Deutschland ist gegen Spanien der Favorit
Alex Vogel: Ja. Deutschland hat über das Turnier den besseren Basketball gespielt, Deutschland ist in der Spitze besser besetzt und hat für mich auch die bessere Achter-Rotation. Die Deutschen sind gut aufgestellt, um das Pick'n'Roll mit Lorenzo Brown und Willy Hernángomez zu verteidigen, haben die Physis, um unterm Korb dagegenzuhalten und in Nick Weiler-Babb oder Franz Wagner passende Verteidiger für Brown, der eher über seine Physis kommt als über den Speed.
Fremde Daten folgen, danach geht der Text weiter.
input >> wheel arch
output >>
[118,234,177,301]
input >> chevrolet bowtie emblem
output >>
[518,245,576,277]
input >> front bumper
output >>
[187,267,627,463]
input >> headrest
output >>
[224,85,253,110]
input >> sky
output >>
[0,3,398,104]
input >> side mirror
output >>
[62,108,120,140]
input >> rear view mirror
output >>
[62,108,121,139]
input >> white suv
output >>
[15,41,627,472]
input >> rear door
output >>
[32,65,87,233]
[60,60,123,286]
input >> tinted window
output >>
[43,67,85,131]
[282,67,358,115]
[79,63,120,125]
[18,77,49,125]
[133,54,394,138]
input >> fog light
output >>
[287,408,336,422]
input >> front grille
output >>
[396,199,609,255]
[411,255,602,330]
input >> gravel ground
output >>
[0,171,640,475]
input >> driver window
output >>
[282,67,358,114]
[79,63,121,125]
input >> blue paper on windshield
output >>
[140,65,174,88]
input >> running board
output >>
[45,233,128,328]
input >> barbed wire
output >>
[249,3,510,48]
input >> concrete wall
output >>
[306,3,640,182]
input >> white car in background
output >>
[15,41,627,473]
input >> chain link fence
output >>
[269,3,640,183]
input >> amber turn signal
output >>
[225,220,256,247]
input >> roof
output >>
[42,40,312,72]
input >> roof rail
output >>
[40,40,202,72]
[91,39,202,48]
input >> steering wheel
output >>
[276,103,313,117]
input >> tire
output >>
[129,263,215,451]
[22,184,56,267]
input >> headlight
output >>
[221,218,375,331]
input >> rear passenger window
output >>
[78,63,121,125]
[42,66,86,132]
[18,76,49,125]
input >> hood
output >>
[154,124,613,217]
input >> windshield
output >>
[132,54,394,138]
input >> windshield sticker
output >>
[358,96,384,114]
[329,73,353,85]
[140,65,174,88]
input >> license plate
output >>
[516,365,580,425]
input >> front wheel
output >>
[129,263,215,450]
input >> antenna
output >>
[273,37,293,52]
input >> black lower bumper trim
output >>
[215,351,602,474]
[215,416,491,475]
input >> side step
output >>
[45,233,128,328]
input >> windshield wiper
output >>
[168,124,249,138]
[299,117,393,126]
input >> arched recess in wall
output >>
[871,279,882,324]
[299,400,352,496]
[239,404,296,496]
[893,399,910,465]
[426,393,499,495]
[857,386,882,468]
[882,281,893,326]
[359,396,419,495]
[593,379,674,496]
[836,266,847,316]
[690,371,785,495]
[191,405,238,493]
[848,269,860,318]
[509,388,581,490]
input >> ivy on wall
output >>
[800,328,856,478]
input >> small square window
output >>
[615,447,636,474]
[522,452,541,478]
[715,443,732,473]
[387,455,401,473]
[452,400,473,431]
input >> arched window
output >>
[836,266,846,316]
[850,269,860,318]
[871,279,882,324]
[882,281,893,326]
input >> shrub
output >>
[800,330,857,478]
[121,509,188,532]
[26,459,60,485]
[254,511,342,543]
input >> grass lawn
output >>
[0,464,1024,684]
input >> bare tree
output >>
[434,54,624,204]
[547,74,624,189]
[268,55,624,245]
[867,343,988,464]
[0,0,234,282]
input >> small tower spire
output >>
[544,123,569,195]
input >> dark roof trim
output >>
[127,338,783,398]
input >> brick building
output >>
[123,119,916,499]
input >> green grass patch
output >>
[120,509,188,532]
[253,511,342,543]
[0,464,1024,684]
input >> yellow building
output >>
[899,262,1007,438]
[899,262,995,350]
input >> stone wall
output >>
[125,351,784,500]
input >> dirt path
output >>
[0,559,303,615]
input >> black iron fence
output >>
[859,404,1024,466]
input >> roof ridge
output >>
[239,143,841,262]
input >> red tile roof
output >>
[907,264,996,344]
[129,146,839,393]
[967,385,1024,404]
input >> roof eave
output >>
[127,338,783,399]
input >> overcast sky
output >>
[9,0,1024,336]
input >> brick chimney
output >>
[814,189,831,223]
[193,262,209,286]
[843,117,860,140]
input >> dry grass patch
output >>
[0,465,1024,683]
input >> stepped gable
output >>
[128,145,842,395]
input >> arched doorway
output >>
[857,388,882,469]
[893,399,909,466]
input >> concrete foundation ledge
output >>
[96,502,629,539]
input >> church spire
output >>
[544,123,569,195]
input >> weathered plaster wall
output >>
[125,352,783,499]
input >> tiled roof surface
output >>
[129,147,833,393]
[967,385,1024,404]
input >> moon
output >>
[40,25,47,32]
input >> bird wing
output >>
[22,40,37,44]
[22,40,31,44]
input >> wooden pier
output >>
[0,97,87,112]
Trotzdem habe ich ein mulmiges Bauchgefühl. Die Spanier sind unheimlich erfahren, abgezockt, taktisch sehr versiert, gerade defensiv. Ich bin mir sehr sicher, dass wir auch mal die Zone sehen werden, und bin gespannt, wie Deutschland darauf reagiert. Es ist ja auch eine Herausforderung, mit dieser Favoritenrolle umzugehen. Wenn Deutschland sein Level von diesem Turnier bestätigen kann, wird man ins Finale einziehen. Es würde mich aber auch nicht wundern, wenn es die Spanier machen.
Ole Frerks: Das geht mir ähnlich wie dir, Alex. Spanien hat mich phasenweise nicht überzeugt, vor allem gegen Litauen, aber auch gegen Finnland. Und trotzdem hat dieses Team ein absurdes kollektives Gespür für große Momente und auch die Erfahrung, obwohl die meisten Legenden ja nicht mehr dabei sind. Ein Rudy Fernández hat mehr große Spiele gewonnen als alle Spieler im deutschen Team zusammen, auch die Crunchtime gegen Finnland trug komplett seine Handschrift. Sergio Scariolo ist dazu ein exzellenter, kreativer Coach, der aus einem weitaus weniger talentierten Team als in früheren Jahren das Maximum rausholt ... zur Frage: Deutschland geht als Favorit ins Spiel, haarscharf. Aber vorher gezeigte Leistungen sind im K.o.-Modus einfach irrelevant.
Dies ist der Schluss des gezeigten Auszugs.